S.E. Mme Tamar Samash, ambassadeur d’Israël en Belgique.

A propos du rôle des Etats-Unis au Moyen Orient, Mme Samash a tenu à rappeler que la région n’avait jamais été la première priorité des présidents américains. Concernant l’initiative de « démocratisation » initiée par G.W. Bush, sa critique serait qu’en 2006, la Palestine n’était pas encore prête à procéder à des élections démocratiques, pas plus que le Hamas n’était prêt à exercer un quelconque leadership.

Néanmoins, les Etats- Unis ont des intérêts au Moyen Orient, des alliés comme la Turquie et Israël, et des devoirs en Afghanistan, en Irak et avec l’Iran. En effet, l’Iran se sert de ses factions islamistes radicales pour s’introduire au Proche Orient et rejoindre en Egypte les Frères Musulmans.

Les termes mêmes de « Proche » et « Moyen » Orient reflètent bien la relation complexe qui existe entre cette région et l’occident. C’est une vision européocentriste de la région. Les protagonistes de la région se basent eux sur leur propre terminologie. L’Europe s’adresse aux autres vis-à-vis d’elle-même. L’occident s’investit à plus ou moins bon escient dans la région depuis que Napoléon est entré en Egypte alors qu’il faudrait laisser les protagonistes s’occuper de leurs affaires.

Le Moyen-Orient souvent de laboratoire d’expérience pour les autres pays. Chaque puissance a ses poulains dans la région. Or quand on laisse les protagonistes faire, cela va parfois mieux. Mais cela ne signifie pas non plus un rejet des propositions d’aide de la part de l’Union Européenne.
Concernant le contexte particulier de ces dernières semaines, Israël remercie l’UE, l’Egypte et les USA de ne pas avoir légitimé le Hamas et de l’avoir empêcher faire circuler des armes. L’Autorité Palestinienne doit être renforcée car il s’agit du partenaire avec qui faire la paix dans la région. En outre, il ne faut pas croire que résoudre le conflit israélo-palestinien résoudra tous les conflits au Moyen-Orient.

Mr. Gerald Loftus, Democrats Abroad Belgium.

Le statu quo- guerres, trêves, terrorisme et occupation- n’est pas durable. Le Moyen-Orient ne se limite pas à la question de l’avenir d’Israël et de la Palestine, le changement doit aussi s’appliquer à la région entière. Mais pas à la manière de G.W. Bush unilatérale, messianique, avec recours aux armes d’abord. Cela a laissé à B. Obama un héritage de haine et de guerre. G.W. Bush a dit que la route vers Jérusalem  passe par Bagdad, ce qui a amené les américains à faire une énorme déviation : huit années de tergiversations en passant par Kaboul et Bagdad, mais aussi par une feuille de route qui a fini à Annapolis.
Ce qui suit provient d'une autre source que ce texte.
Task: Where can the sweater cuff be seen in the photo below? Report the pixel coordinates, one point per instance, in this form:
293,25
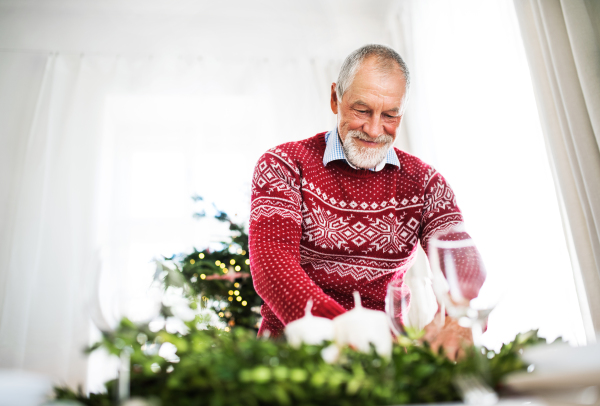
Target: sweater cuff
329,310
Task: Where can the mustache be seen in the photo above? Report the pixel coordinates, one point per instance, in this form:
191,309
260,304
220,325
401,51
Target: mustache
381,139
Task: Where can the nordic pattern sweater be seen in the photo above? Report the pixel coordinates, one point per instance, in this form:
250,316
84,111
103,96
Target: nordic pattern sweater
322,233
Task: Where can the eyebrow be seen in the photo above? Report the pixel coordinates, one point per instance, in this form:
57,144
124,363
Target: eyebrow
362,103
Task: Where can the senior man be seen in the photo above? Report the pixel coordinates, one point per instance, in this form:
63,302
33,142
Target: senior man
343,211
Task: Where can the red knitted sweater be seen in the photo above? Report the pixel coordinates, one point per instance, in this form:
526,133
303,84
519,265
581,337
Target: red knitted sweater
324,232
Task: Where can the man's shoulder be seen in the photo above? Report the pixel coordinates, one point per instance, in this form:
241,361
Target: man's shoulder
414,168
298,152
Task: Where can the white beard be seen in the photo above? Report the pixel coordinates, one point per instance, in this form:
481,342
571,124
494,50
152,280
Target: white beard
364,157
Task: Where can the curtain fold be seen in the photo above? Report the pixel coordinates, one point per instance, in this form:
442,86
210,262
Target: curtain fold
564,59
71,125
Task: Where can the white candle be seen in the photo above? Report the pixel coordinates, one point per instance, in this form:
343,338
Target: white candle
361,327
309,329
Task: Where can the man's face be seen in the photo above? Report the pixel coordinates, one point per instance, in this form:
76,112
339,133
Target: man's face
370,113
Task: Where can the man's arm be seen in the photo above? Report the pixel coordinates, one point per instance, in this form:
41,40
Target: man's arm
441,213
274,241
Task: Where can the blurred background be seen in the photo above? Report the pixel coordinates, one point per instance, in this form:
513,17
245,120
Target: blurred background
114,113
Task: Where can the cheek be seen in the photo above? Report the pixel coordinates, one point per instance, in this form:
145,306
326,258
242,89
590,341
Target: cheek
391,127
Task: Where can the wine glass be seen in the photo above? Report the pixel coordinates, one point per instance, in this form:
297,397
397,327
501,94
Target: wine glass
107,308
458,278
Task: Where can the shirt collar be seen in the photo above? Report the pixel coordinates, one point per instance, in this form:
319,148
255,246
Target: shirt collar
334,152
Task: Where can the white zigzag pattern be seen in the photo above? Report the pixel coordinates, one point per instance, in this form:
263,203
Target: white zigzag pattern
357,272
269,211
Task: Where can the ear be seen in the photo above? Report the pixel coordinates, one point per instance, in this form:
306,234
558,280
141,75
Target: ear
334,100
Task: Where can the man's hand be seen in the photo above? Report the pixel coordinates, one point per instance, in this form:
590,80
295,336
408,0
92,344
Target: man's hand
451,336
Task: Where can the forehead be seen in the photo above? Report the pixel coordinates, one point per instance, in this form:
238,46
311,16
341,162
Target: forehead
372,84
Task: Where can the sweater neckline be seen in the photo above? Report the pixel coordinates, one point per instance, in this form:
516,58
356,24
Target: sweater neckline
343,167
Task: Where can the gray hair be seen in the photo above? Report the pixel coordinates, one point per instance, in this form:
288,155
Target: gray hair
386,58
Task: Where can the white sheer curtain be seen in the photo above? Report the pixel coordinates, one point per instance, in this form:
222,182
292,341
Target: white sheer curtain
562,40
105,152
472,114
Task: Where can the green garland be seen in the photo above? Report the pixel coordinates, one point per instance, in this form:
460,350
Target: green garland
236,368
232,367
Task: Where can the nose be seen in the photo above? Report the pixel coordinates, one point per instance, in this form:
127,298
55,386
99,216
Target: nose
373,127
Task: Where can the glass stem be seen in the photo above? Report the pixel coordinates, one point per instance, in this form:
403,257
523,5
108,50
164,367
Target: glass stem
124,375
481,361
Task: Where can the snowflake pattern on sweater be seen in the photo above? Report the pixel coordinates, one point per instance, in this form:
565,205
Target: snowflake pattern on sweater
322,232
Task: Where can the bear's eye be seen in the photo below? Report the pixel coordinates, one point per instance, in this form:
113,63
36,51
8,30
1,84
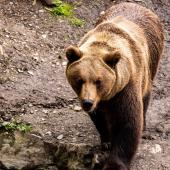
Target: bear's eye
80,81
98,83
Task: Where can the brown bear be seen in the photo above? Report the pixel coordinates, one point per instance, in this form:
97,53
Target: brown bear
112,70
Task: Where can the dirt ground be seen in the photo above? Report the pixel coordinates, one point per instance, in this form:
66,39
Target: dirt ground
33,85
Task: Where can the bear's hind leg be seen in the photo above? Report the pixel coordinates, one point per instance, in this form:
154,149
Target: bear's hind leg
127,108
146,100
100,123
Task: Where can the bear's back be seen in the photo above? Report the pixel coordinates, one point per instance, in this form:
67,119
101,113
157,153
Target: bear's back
146,20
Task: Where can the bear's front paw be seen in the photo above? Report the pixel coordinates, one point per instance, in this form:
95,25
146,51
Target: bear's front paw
106,146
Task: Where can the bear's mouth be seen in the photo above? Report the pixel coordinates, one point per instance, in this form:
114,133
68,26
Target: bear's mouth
88,105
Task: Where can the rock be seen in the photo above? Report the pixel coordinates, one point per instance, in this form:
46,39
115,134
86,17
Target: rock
60,137
50,2
155,149
77,108
30,72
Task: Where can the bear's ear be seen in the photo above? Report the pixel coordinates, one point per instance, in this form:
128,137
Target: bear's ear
73,54
112,59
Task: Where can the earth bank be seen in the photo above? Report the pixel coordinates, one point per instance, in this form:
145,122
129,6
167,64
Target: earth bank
33,89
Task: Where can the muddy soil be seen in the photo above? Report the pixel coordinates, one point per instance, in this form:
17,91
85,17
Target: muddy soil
33,86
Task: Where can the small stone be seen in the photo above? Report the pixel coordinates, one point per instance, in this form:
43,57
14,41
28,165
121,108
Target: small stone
49,133
41,11
156,149
30,72
20,71
45,111
57,63
44,36
77,108
102,13
60,137
64,63
7,117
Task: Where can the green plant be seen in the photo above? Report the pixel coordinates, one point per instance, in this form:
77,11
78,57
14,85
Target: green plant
13,126
77,22
66,10
61,8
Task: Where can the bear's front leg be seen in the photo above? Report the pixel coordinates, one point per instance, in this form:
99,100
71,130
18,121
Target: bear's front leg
126,120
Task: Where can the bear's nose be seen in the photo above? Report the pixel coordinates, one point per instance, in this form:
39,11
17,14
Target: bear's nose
87,104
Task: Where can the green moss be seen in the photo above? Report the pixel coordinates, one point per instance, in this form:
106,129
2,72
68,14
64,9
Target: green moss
13,126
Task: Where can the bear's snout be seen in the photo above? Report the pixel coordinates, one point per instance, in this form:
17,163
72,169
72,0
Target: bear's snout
87,104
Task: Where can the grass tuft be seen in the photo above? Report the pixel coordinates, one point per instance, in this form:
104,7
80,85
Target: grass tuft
13,126
61,8
77,22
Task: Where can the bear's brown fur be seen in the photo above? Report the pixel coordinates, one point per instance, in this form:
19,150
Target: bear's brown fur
112,70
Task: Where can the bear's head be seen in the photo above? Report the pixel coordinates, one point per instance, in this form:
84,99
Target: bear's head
91,73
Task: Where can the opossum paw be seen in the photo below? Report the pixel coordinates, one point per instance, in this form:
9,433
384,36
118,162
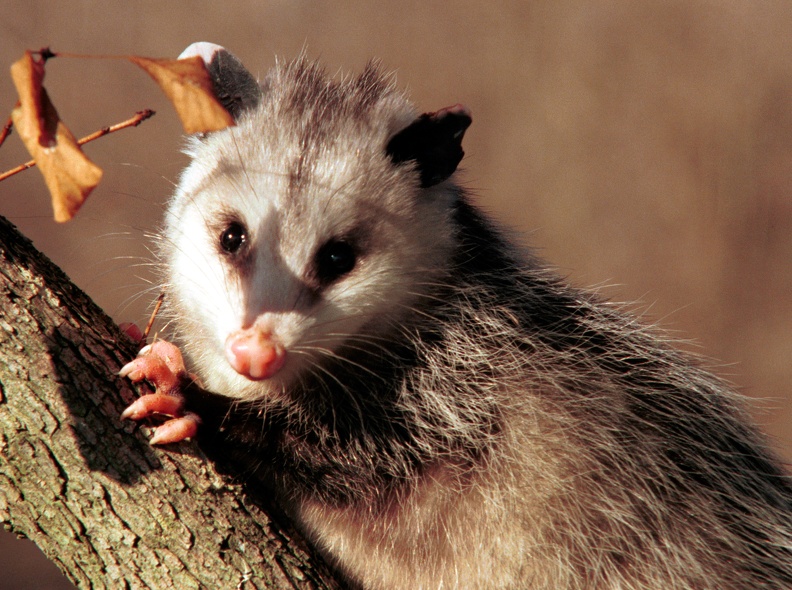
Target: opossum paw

Pour répondre à la question « quel rôle à jouer pour l’UE ? » Citons le président Obama : « l’Amérique n’a pas de meilleur partenaire que l’Europe.» Dans les négociations israélo- palestiniennes mais aussi sur la question du nucléaire iranien, l’Europe pourra jouer un rôle clef avec l’administration Obama.Au sein de l’OTAN, l’arrivée d’Obama posera de nouveau la question du partage des responsabilités entre l’Europe et les USA et le président souhaite un rôle renforcé de l’Europe en Afghanistan.

Dans l’équipe Obama- Clinton, tout n’est pas parfait en ce qui concerne les conseillers sur le Moyen-Orient : Comme le dit le journaliste Roger Cohen du NY Times et du Herald Tribune, l’ « équipe de rêve » aurait du inclure par exemple Shibley Telhami, Fawaz Gerges et James Zogby alors que plusieurs anciens conseillers de l’administration Clinton sont toujours présents. En effet, l’équipe compte Dennis Ross (ancien navetteur pour la paix,), James Steinberg (ancien haut responsable au Département d’Etat, Dan Kurtzer (ancien ambassadeur auprès d’Israël) et Martin Indyk (ancien ambassadeur auprès d’Israël et faisait partie du plus important lobby pro- israélien à Washington). Il manque un contre- poids provenant de la très importante communauté arabo- musulmane aux Etats-Unis. Or, pour reprendre le rôle d’interlocuteur entre les Etats arabes et Israël, les Etats-Unis ont besoin de ce contre- poids et d’une « équipe » formée avec l’UE.